Pour ma part, je définis le roleplay comme l’interprétation de son personnage. Cela implique de parler à la première personne lorsqu’on décrit ce que notre personnage accomplit, et de parler en utilisant les répliques qu’utiliserait notre personnage, en restant cohérent avec ses pensées et son comportement. Cela contraint de jouer certains types de personnages : ceux que l’on se sent d’interpréter. Pour moi le roleplay permet de vivre plus intensément une partie de jdr, de ressentir des émotions fortes, comme la tristesse, la joie ou la peur. Toutes les parties de jdr ne nécessitent pas de roleplay, mais mes meilleurs souvenirs de parties ont été nourries par le roleplay des participants.

À votre avis, que permet de créer le JdR en termes de fiction, qui n’est pas possible dans d’autres médias ?

En termes de fiction, le jdr permet surtout une liberté de création collective, et donc une immersion plus grande. Lorsqu’on regarde un film ou une série, on est forcé de voir le déroulement, sans pouvoir agir. Les jeux vidéo vont plus loin, en permettant d’influencer par ses choix le déroulement. Les jeux de rôles vont encore au-delà, car il n’y a plus la limite posée par les créateurs du jeu, seule l’imagination compte. Ainsi l’on devient acteur d’un univers imaginaire, avec une emprise dessus et des choix et conséquences à assumer : tout devient possible. Cela mène, je crois, à la possibilité de s’immerger plus intensément dans les aventures que l’on vit au-travers de son alter-ego.

Quelles sont vos campagnes préférées, pourquoi ?

Une de mes campagnes préférée est les Chroniques de l’Apocalypse pour Nephilim. Le premier élément qui a attiré mon attention est la longueur et la densité de cette campagne. Elle mène à des dizaines d’heures de jeu pour former une véritable fresque épique. Le deuxième élément est le format de la campagne. Elle est conçue en cinq tomes, chacun associé symboliquement à un élément (air, eau, terre, feu et lune dans Nephilim). J’aime cet exercice d’écriture qui consiste à créer une campagne qui fasse le tour de tous les éléments, à trouver des scénarios, des intrigues qui correspondent symboliquement à chacun. Enfin, c’est une campagne qui bouleverse l’univers de Nephilim, au-travers notamment d’un final magistral (quoique difficile à mener en tant que MJ), dans lequel les décisions et les manigances des PJ a un réel poids.

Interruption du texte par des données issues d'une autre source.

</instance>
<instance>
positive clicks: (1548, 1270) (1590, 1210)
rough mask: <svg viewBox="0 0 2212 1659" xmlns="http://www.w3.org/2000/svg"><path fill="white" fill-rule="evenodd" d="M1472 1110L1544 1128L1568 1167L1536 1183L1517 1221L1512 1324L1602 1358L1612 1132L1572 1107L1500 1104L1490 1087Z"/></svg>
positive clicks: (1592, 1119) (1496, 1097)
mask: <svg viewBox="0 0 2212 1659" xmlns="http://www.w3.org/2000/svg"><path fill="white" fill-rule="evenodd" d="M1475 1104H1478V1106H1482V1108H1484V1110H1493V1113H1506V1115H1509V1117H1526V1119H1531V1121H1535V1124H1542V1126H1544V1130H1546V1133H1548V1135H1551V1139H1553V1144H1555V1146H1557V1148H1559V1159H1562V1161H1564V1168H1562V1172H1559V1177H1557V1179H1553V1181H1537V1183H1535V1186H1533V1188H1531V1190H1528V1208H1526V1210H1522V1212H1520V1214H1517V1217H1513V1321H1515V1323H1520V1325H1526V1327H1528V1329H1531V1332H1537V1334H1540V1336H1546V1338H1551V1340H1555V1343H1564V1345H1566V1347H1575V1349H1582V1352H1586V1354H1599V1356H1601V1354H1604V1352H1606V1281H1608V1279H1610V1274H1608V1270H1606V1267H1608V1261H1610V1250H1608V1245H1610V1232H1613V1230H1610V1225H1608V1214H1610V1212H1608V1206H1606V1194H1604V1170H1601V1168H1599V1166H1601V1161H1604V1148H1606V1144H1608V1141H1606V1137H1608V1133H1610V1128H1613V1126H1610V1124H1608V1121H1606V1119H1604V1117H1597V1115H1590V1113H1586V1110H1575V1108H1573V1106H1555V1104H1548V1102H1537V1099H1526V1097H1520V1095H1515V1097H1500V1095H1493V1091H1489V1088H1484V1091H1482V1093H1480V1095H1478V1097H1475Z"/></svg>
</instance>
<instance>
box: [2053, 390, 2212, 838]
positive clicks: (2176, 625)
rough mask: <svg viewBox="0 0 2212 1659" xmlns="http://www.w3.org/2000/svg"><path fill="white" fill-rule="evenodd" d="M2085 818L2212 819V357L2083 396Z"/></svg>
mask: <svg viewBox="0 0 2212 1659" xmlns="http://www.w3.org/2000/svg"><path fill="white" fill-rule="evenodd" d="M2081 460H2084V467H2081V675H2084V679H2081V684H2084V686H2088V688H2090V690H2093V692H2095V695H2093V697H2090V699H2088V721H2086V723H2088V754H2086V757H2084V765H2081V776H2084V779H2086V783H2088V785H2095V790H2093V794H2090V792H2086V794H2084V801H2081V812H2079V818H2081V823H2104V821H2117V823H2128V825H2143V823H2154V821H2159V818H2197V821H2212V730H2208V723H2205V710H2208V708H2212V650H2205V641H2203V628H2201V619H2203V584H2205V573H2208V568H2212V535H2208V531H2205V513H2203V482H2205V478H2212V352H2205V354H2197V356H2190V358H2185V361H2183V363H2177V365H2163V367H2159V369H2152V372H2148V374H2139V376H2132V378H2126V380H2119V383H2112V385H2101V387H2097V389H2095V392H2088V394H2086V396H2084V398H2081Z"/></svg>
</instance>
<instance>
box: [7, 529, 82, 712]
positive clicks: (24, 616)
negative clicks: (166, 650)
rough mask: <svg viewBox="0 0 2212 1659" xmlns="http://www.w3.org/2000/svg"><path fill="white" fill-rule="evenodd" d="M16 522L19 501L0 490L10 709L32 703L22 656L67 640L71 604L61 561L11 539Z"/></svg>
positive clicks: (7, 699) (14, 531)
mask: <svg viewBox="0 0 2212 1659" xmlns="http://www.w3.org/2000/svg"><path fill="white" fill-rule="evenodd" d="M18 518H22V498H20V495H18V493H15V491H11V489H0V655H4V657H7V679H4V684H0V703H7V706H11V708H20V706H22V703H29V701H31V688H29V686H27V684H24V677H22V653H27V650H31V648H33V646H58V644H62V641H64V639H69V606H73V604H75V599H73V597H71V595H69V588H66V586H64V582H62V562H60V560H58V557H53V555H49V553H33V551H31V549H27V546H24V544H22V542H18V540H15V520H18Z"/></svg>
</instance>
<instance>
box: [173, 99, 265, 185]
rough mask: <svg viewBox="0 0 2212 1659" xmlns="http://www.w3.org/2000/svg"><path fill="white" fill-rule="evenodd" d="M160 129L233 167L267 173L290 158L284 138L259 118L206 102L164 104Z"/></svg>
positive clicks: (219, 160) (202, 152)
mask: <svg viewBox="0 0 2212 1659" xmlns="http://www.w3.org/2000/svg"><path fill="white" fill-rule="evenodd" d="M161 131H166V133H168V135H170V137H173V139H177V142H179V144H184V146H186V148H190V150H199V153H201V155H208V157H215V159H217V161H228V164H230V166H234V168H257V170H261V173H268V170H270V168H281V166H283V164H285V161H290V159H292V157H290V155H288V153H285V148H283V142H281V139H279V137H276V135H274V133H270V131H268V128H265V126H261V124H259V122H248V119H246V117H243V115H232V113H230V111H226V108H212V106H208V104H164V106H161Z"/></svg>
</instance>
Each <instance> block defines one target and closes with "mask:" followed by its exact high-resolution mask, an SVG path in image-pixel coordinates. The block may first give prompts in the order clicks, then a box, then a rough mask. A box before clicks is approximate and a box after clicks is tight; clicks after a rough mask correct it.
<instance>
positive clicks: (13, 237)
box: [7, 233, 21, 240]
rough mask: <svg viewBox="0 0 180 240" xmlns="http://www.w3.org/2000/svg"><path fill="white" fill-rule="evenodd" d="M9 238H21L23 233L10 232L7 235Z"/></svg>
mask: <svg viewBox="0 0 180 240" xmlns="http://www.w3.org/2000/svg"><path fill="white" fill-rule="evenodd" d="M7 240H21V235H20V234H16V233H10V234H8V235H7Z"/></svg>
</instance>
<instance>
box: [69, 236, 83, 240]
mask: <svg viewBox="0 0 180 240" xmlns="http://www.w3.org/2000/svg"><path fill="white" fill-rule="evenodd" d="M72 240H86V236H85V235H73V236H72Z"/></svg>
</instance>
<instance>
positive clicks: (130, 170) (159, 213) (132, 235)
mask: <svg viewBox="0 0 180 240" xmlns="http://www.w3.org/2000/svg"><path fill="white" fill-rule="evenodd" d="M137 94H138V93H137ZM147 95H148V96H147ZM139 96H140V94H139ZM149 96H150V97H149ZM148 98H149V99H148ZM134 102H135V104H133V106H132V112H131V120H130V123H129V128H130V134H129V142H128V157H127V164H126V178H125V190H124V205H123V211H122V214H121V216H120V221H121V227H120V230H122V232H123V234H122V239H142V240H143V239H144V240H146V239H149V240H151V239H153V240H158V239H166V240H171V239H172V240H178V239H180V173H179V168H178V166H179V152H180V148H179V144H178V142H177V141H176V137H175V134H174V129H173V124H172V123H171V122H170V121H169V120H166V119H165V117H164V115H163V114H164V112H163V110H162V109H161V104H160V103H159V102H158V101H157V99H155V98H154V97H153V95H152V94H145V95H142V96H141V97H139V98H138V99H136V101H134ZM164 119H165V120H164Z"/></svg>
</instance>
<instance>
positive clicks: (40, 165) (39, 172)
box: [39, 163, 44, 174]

Quels sont vos univers de jeu de rôle préférés, pourquoi ?

Nephilim, Prophecy et Trinités, pour leur richesse et leur variété. Chacun de ces univers balaie un large spectre des possibilités d’ambiances. Leur background particulièrement touffu est parfois complexe à cerner, mais cette difficulté est largement contrebalancée par le plaisir de jeu et l’impression d’évoluer, en jeu, dans un univers vaste et cohérent, avec ses propres codes, règles et mystères.

Comment voyez-vous l’évolution du JdR dans le fond et la forme, et d’un point de vue économique au sens large ? (nouveaux modes de financement comme le crowdfunding, modes de distribution, rôle du Net, revues, conventions, etc.) ?

Dans la forme, j’ai l’impression que l’on se dirige vers des jeux qui ne sont pas des gammes-fleuves, mais plutôt vers des livres autonomes, ou des gammes fermées (comme Z-Corps ou Yggdrasil chez le 7e Cercle). L’essor des jeux-campagnes me semble également important, avec les « burst » d’Anthony « Yno » Combrexelle (comme Notre Tombeau, ou Americana) ou encore les Clé en Main des XII singes. Malgré tout je reste pessimiste quant à l’avenir du format papier. J’ai l’impression que l’on se dirige vers la fin des livres imprimés, avec une vente uniquement en PDF, ou vers de l’impression sur demande (avec une qualité moindre).